Dennoch: In der Häme kam etwas zum Ausdruck, was nachdenklich stimmen sollte. Es ist das Verhältnis von uns Deutschen zum Straucheln, zum Scheitern besonders jener, die sich weit hinauswagen – sei es durch politischen Bekennermut, sei es durch das wirtschaftliche Wagnis. Adolf Merckle hat den Generika-Hersteller Ratiopharm einst auf dünnem finanziellen Eis aufgebaut, mit Krediten. Merckle machte das neue Geschäftsmodell zum Renner, schuf Tausende Arbeitsplätze. Dabei war ihm bewußt, daß es auch anders hätte kommen können.

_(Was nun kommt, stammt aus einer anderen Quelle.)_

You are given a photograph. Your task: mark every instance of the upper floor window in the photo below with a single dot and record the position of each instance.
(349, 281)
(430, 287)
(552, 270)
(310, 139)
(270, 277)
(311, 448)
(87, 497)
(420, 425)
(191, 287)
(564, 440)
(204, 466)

Mit ihrer Risikobereitschaft stechen Menschen wie Adolf Merckle aus der Masse hervor, die ihnen das offenbar nur schwerlich verzeihen will. Statt ihren Mut zu bewundern, ihre Kreativität und ihr Stehvermögen, erwecken sie bei vielen von uns eher Neid. Um so größer dann die heimliche Genugtuung, wenn der Mutige einbricht. Naseweise Sprichwörter wie das vom Esel und dem Eis machen dann die Runde durchs selbstzufriedene Publikum.

Doch Deutschland wäre ein armes, trostloses und ideenloses Land am Rande des Weltgeschehens, wenn es keine Merckles hervorgebracht hätte. Wir sollten anders mit ihnen umgehen.